Da Mariupol hanno raggiunto Varsavia e, dopo una tappa a Bari, sono giunte in Calabria. Ad accoglierle la sorella di Tania, una giovane ucraina che si è inserita bene a Cirò Marina dove ha sposato un uomo del posto, Michele, dal quale ha avuto due bambine.
In casa dei loro parenti cirotani, che le attendevano trepidanti e felici, Tania e Juna hanno ritrovato uno squarcio di serenità. Ma il loro cuore è al marito e al padre, a Sergey Orlov rimasto a Mariupol, con il quale, fortunatamente, riescono ancora a sentirsi al telefono. Sergey le ha rassicurate spiegando che, insieme al sindaco e a tutto il consiglio di guerra, è riuscito a mettersi al riparo, in un bunker poco fuori dalla città. «Mi dicono che stanno provando ad aprire un corridoio umanitario, ma i russi sparano sulle persone in fuga» spiega Tania, raggiunta dall'Agi attraverso il papà di suo cognato Michele.
«L’esercito russo ha completamente distrutto la città e continua a farlo con metodica crudeltà, circondandola da tutti i lati, non lasciando passare i convogli umanitari e non lasciando uscire i civili» racconta la donna. «Le case vengono distrutte e in tanti sono rimasti sotto le macerie. Più di cento bombe sono già state sganciate su una città che fino a qualche settimana fa era serena e aveva tanta voglia di migliorare, in pace. A Mariupol sono morti già più di duemila civili. I cadaveri giacciono per le strade, tra i bombardamenti vengono raccolti dai vicini e sepolti nei cortili in fosse comuni. Cos’è questo se non genocidio?» è la domanda disperata di Tania.

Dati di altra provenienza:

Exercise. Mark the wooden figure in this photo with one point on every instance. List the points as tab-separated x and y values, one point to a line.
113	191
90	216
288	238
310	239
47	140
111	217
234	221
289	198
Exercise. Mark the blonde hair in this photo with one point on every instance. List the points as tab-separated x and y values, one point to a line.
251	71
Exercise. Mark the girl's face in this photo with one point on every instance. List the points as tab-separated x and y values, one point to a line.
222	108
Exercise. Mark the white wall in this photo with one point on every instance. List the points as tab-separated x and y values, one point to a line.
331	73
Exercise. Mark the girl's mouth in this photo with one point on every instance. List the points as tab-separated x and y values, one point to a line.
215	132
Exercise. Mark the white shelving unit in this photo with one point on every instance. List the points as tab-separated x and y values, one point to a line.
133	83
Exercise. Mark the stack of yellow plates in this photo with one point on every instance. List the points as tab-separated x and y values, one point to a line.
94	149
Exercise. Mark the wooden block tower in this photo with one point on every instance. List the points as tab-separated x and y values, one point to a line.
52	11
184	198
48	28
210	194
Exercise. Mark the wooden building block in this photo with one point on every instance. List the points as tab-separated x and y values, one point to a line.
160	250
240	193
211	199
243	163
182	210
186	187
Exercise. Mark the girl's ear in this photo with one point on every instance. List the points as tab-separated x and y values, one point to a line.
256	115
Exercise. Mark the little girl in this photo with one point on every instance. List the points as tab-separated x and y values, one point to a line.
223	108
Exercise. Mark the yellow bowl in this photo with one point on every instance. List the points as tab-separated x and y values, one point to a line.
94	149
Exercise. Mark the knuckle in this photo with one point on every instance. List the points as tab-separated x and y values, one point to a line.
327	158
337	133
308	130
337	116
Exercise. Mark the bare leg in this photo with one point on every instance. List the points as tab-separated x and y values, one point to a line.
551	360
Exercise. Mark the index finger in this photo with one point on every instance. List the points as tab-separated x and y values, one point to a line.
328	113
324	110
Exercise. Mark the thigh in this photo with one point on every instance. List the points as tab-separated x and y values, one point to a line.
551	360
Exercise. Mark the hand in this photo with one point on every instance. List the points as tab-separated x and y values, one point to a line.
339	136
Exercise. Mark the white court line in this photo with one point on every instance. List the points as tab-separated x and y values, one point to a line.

Ma il suo pensiero va anche ai vivi. «Le persone - spiega - vivono negli scantinati da troppi giorni, senza comunicazione, luce, riscaldamento, acqua e cibo. Tutti i negozi sono stati bombardati o saccheggiati. L’acqua viene raccolta dalle pozzanghere o si scioglie la neve mentre fuori la temperatura è a meno 6 gradi. I vecchi e i bambini sono in trappola da settimane. Non ci sono più le risate dei bambini, solo lacrime, sangue e dolore».
E tuttavia Tania si sente 'fortunata': «Se io e mia figlia non avessimo deciso subito di partire, dopo i primi due giorni di bombardamenti, ora saremmo seduti in uno di quegli scantinati». E il suo pensiero va agli anziani genitori rimasti in Ucraina dai quali dice di non avere più notizie da una decina di giorni. «Quello che sta succedendo a Mariupol ora è l’inferno, l’inferno in Europa nel ventunesimo secolo».